Começou pelos contos, com Os Chouriços São Todos Para Assar (2003). “Uma série de retratos urbanos, suburbanos e rústicos, de vidas fantásticas cheias de acontecimentos banais”, lê-se na contracapa. Era o mote para toda uma obra, mais tarde elogiada por nomes maiores da literatura lusófona, como José Eduardo Agualusa e Valter Hugo Mãe. Seguiu-se o delirante Mizé – Antes Galdéria do que Normal e Remediada (2006), a história de uma cabeleireira boazona disposta a tudo para um dia ser estrela e deixar o salão unissexo junto aos comboios. O último livro saiu em 2009. Depois de Morrer Aconteceram-me Muitas Coisas relata a deriva claustrofóbica de um casal de imigrantes ilegais que se perde numa grande cidade e não encontra o caminho de volta a casa.

Este universo suburbano surgiu de forma natural. “Foi lá que fiz toda a minha juventude”, lembra. “Milhares de horas em cafés, tardes inteiras agarrado à mesa de snooker. Foram anos de pesquisa riquíssima que não sabia que andava a fazer.” A quase dois mil quilómetros de distância, num país onde os subúrbios são “o sítio para onde vais quando tens filhos e dinheiro e queres uma coisa melhor, e não o sítio para onde vais quando já não tens hipótese nenhuma”, viu os ambientes onde crescera com outros olhos. Percebeu-lhes um certo tipo de beleza. Sentiu saudades. Sempre se sentira atraído por aquele tipo de personagens, de tricas, de dilemas. Vidinhas, enfim. Trouxe-os para junto dele.

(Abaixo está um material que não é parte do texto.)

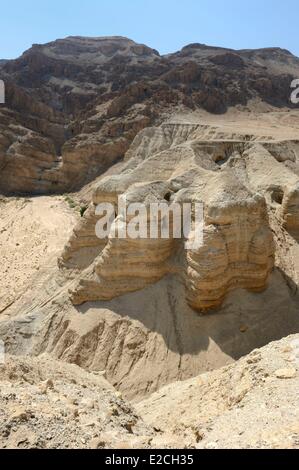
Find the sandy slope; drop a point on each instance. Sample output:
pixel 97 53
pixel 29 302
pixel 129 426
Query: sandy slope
pixel 250 404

“O qué cachas?, perguntou-me a Carla”
“do quê?”
“do qué cavia de ser?”
“tás a falar da mala?”
“não, da tua pequenez”
“podia ser mais pequena”
“lá isso podia”

Arranca assim a primeira troca de palavras de Depois de morrer… O estilo pop e certeiro é inconfundível. O humor também. Ricardo Adolfo garante não tirar notas de cada vez que regressa aos arredores de Lisboa para visitar os pais. “Lembro-me”, explica, abençoado com uma memória prodigiosa para diálogos e maneirismos. “E roubo imenso, o mais direto possível.” São conversas com amigos, idas ao café. “Há coisas impossíveis de imaginar. É aquele lugar-comum: só a ficção precisa de credibilidade.”

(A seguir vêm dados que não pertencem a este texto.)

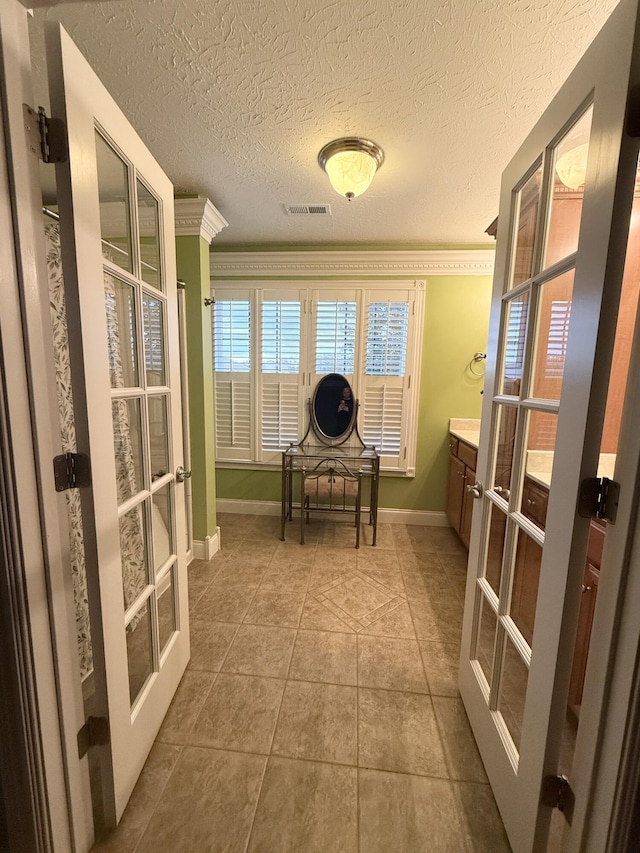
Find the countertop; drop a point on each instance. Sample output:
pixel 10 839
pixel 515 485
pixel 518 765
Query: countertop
pixel 539 462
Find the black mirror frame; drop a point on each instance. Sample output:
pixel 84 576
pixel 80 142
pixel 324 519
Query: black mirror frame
pixel 322 434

Ricardo assume a tendência neorrealista. Em cada livro trata duas ou três questões fundamentais da vida nos subúrbios. Escrever é muito mais uma questão de empatia do que de imaginação, garante. “Adorava ter escrito aquela canção dos Pulp, ‘Common People’: a história de alguém totalmente classe média que chega ao St. Martins [College] e tem um fascínio quase exótico pela ‘common people’”, diz. “Quando me perguntam, ‘Como é que sabes isto? Como é que consegues escrever isto?’, eu respondo, ‘Eu sei porque há uma parte de mim que é totalmente suburbana’.”

É difícil não encontrar paralelismos entre a sua própria história e os personagens que cria. Fé, negação, loucura, as mesmas qualidades que atribui a quem nasce em ambientes hostis – e que dão “personagens fantásticas” – foram-lhe essenciais quando fez as malas. Partir para Amesterdão com o dinheiro contado, à procura de trabalho como redator publicitário, e com “um inglês que era um ‘ai Jesus!’”, foi “um bocadinho inconsciente, de facto”, reconhece. “Alguém me devia ter dito que era uma ideia um bocadinho tola. Mas ninguém disse”. E ainda bem. Ao fim de três meses de prospecção estava a trabalhar, já nem se lembra onde. Começou e manteve-se como freelancer em agências com contas internacionais. Tinha a experiência multicultural pretendida. Superado o “choque de sistema”, como diz (aprender a trabalhar em inglês e em equipa foram os maiores desafios), nunca mais parou. Em 2008, viveu na capital britânica. Nos últimos tempos tem trabalhado sobretudo para a DDB de Londres e de Amesterdão.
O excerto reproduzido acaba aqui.